じっと、地面を睨むわけでもなく、見つめ続けていた。
少女の顔は無表情、私とお揃い。
地上にでて、ようやくお揃いになれた。
だけど、それが嬉しいわけでもない。
複雑怪奇な感情に、保健委員を意味もなく落としてみた。
土の上には、白いトイレットペーパーが、一杯散った。
「幸せをばらまいている優しい人」なるほど、
幸せをばらまいているかどうかは、置いておいて白と、
茶色の組み合わせも、悪くない。
用事は済んだから、私は次の穴を掘る場所へと向かうと、
遠くから、「伊作!!大丈夫か」と叫ぶ用具委員の声が聞こえて、気が晴れた。
一体、なんで気が晴れなかったのか分からないけど。
日常とは恐ろしいもので、習慣とされた行動を、ついしてしまうものだ。
穴のあった場所へ行っても、もう彼女はいないというのに。
しかし、私がそこへ行くと、彼女は膝を抱えて、上を見ていた。
それから、立ち上がり、よしっと言って、背中を向けた。
私は彼女がいなくなった後、彼女のいる場所に穴を掘った。
それは、いつもの倍以上丁寧に念入りに、穴を掘った。
私は、穴を掘ったならきちんと名前をつける。
しかし、それだけは名前をつけなかった。
なぜなら、その穴は私のではないからだ。
その穴は、彼女のだった。
それから、何回か訪れない日々が続き、彼女を、次に見かけたのは、
身長が少し伸びて、髪も伸びていた。
隣に少女の先輩は、空いている穴を指さして、彼女に微笑んだ。
「。

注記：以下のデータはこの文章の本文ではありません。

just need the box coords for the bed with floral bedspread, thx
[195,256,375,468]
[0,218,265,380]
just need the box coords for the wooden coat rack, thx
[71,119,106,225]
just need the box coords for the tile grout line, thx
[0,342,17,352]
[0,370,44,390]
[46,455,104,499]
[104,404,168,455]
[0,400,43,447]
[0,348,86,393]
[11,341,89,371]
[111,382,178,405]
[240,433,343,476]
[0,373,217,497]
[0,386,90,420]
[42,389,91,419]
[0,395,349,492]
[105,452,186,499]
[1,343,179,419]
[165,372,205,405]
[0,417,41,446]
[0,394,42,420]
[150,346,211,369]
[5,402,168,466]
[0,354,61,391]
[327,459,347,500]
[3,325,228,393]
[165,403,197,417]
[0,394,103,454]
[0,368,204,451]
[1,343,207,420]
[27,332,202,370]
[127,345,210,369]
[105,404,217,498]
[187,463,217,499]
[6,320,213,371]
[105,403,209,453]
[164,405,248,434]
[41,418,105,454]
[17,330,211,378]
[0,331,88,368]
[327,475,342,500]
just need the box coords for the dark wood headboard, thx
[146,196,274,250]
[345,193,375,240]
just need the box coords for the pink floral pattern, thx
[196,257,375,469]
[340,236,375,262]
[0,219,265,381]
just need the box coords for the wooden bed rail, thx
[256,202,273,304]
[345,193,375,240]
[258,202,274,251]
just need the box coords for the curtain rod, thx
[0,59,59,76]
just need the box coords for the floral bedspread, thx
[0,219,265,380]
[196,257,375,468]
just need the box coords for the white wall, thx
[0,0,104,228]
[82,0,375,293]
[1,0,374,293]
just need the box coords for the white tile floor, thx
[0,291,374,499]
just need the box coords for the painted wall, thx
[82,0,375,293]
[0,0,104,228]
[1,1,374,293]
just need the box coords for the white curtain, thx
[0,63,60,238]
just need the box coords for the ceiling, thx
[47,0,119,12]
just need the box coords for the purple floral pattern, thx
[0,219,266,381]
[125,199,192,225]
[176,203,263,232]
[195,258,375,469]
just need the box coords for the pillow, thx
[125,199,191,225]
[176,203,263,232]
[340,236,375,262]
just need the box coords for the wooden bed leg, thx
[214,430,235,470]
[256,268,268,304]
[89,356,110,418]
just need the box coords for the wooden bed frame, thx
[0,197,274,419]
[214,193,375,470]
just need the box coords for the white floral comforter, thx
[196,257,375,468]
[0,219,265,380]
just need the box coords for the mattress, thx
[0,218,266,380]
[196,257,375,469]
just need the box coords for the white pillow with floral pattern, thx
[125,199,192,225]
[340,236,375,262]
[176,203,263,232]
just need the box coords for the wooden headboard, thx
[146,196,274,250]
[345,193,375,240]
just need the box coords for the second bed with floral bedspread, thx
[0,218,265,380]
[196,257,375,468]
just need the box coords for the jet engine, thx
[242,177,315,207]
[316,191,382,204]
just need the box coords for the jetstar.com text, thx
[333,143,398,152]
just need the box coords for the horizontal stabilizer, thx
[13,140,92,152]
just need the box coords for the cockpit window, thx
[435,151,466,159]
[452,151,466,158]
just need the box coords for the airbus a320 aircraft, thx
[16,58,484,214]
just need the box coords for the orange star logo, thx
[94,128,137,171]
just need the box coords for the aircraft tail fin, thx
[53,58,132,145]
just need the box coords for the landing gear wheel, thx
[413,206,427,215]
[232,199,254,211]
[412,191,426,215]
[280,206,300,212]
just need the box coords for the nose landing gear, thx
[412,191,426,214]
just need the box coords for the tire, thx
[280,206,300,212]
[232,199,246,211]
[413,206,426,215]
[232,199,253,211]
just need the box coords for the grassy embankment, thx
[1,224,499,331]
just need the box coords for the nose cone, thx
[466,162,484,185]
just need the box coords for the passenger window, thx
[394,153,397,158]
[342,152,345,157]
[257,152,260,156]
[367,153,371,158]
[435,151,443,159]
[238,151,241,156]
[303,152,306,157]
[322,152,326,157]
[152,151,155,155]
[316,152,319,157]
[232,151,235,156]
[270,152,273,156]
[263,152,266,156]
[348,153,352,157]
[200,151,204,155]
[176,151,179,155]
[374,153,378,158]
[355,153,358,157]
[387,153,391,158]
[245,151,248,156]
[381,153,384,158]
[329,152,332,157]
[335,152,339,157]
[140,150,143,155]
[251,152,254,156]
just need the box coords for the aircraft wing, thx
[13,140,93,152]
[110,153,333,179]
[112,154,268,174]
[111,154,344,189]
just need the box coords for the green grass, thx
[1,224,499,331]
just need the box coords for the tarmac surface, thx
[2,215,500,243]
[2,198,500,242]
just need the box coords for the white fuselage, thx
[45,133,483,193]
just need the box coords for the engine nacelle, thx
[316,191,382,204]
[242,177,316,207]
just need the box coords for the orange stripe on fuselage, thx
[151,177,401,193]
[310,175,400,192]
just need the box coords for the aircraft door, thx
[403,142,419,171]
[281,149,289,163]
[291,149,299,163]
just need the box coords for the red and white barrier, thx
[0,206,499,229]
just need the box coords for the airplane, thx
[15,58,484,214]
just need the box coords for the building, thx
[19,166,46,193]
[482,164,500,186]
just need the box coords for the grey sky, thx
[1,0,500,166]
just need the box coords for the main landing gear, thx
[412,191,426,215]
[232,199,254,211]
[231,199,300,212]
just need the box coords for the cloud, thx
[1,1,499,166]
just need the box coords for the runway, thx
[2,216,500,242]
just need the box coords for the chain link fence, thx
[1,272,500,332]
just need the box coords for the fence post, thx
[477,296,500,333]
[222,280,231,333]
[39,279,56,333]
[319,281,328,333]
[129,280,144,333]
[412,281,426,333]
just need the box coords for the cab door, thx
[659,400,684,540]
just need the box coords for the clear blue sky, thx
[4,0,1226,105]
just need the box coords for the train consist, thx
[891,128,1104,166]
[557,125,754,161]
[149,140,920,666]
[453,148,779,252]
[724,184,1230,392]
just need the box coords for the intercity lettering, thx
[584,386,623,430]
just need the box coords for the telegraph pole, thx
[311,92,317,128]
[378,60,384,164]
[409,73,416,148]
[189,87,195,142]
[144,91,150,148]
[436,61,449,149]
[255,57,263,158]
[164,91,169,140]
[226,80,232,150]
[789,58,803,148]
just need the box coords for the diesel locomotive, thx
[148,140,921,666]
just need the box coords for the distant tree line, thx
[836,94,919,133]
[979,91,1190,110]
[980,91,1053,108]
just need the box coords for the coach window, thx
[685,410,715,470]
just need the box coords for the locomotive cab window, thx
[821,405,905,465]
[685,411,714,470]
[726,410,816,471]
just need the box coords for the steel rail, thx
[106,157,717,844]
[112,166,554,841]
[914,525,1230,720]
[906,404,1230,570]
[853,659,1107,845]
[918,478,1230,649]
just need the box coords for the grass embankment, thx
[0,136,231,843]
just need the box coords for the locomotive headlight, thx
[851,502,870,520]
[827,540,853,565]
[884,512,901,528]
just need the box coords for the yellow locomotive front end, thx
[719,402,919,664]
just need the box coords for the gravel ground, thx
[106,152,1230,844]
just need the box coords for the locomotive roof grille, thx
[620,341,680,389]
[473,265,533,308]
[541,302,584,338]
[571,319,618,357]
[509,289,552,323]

穴が、復活しているわ」
私は、彼女があの時と同じように笑うものだと思っていた。
しかし。
「違う」
「違う?」
「先輩、行きましょう。同じは、あり得ないんですから」
背中を向けて去っていく彼女を、追いかける彼女の先輩が、
私をちらりと見て、苦笑し、口パクで、ごめんね?と私に言った。
それから、彼女は二度と、その場所に現れることはなかった。
同じは、あり得ない。彼女の言った言葉の意味が分からなくて、
最高傑作な穴に、落ちてみた。
そこから見える景色は、丸くて、青くて、
違って見える。
何と違って見えるのか。
地上と地下しか知らないから、私は二個しか知らないから、
彼女が喜んだ世界が、分からない。
今、私は彼女と同じ世界が見えているのだろうか?
桜と同じ色した彼女。
捕まえることは、願い事が叶うくらい難しい。
だけど、捕まえられたなら、願い事なんて。
なんで彼女を気になるのか、それは皆と違う反応をしたから、
珍しいからそうじゃなければ、なんて言うか、私は知らない。